“Stabbed in three places, sir; and put out of the way in the river—that’s the surgeon’s report. Robbed of everything he possessed—that’s the police report, after searching his pockets.”

Amelius was silent. It had not entered into his calculations that crime breeds crime, and that the criminal might escape him under that law. For the moment, he was conscious of a sense of disappointment, revealing plainly that the desire for vengeance had mingled with the higher motives which animated him. He felt uneasy and ashamed, and longed as usual to take refuge in action from his own unwelcome thoughts. “Are you sure it is the man?” he asked. “My description may have misled the police—I should like to see him myself.”

“Certainly, sir. While we are about it, if you feel any curiosity to trace Jervy’s ill-gotten money, there’s a chance (from what I have heard) of finding the man with the squint. The people at our place think it’s likely he may have been concerned in the robbery, if he hasn’t committed the murder.”

In an hour after, under the guidance of Morcross, Amelius passed through the dreary doors of a deadhouse, situated on the southern bank of the Thames, and saw the body of Jervy stretched out on a stone slab.
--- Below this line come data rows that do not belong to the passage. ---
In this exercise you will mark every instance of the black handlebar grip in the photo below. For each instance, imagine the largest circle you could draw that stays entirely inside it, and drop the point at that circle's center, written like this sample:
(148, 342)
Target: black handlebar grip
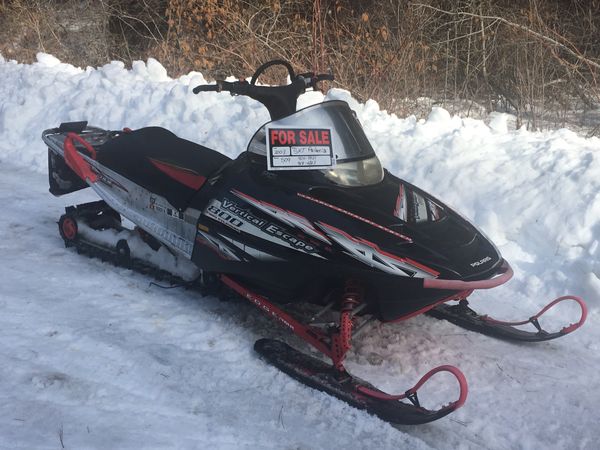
(206, 88)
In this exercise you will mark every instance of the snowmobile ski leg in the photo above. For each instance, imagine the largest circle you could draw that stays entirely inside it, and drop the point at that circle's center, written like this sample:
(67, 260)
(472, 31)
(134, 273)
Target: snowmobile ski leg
(463, 316)
(333, 378)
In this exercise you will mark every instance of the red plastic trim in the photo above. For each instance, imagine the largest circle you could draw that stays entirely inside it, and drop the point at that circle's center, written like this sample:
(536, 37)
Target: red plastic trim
(460, 377)
(185, 176)
(69, 228)
(502, 277)
(566, 330)
(74, 159)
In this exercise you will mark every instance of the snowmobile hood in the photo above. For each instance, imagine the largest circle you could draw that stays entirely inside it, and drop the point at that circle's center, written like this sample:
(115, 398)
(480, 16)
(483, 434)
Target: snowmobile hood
(395, 221)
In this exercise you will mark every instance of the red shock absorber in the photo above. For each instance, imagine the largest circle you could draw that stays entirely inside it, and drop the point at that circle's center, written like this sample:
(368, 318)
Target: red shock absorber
(341, 342)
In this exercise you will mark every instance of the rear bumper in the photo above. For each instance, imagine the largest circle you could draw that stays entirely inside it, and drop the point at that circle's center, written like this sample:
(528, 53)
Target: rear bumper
(503, 274)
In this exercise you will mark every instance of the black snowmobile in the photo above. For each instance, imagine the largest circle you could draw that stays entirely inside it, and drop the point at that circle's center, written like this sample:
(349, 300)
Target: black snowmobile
(305, 215)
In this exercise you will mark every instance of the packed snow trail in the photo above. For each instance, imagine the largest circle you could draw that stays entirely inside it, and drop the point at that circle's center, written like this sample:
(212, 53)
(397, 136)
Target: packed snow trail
(92, 350)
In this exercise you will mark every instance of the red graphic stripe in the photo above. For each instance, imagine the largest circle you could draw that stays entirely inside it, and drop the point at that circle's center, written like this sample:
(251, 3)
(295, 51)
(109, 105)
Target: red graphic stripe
(185, 176)
(410, 262)
(75, 161)
(355, 216)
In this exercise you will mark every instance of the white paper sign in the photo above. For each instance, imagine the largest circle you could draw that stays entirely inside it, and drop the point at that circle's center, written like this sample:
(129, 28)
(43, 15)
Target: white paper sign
(299, 148)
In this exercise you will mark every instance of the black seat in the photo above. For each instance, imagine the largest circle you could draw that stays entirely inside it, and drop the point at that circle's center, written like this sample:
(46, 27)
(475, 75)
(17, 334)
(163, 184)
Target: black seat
(161, 162)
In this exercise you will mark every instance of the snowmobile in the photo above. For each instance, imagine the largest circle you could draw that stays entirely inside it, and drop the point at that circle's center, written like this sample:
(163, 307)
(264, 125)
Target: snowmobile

The guardian who held the lantern, inured to such horrible sights, declared that the corpse could not have been in the water more than two days. To any one who had seen the murdered man, the face, undisfigured by injury of any kind, was perfectly recognizable. Amelius knew him again, dead, as certainly as he had known him again, living, when he was waiting for Phoebe in the street.

“If you’re satisfied, sir,” said Morcross, “the inspector at the police-station is sending a sergeant to look after ‘Wall-Eyes’—the name they give hereabouts to the man suspected of the robbery. We can take the sergeant with us in the cab, if you like.”

Still keeping on the southern bank of the river, they drove for a quarter of an hour in a westerly direction, and stopped at a public-house. The sergeant of police went in by himself to make the first inquiries.

“We are a day too late, sir,” he said to Amelius, on returning to the cab. “Wall-Eyes was here last night, and Mother Sowler with him, judging by the description. Both of them drunk—and the woman the worse of the two. The landlord knew nothing more about it; but there’s a man at the bar tells me he heard of them this morning (still drinking) at the Dairy.”

“The Dairy?” Amelius repeated.

Morcross interposed with the necessary explanation. “An old house, sir, which once stood by itself in the fields. It was a dairy a hundred years ago; and it has kept the name ever since, though it’s nothing but a low lodging house now.”

“One of the worst places on this side of the river,” the sergeant added, “The landlord’s a returned convict. Sly as he is we shall have him again yet, for receiving stolen goods. There’s every sort of thief among his lodgers, from a pickpocket to a housebreaker. It’s my duty to continue the inquiry, sir; but a gentleman like you will be better, I should say, out of such a place as that.”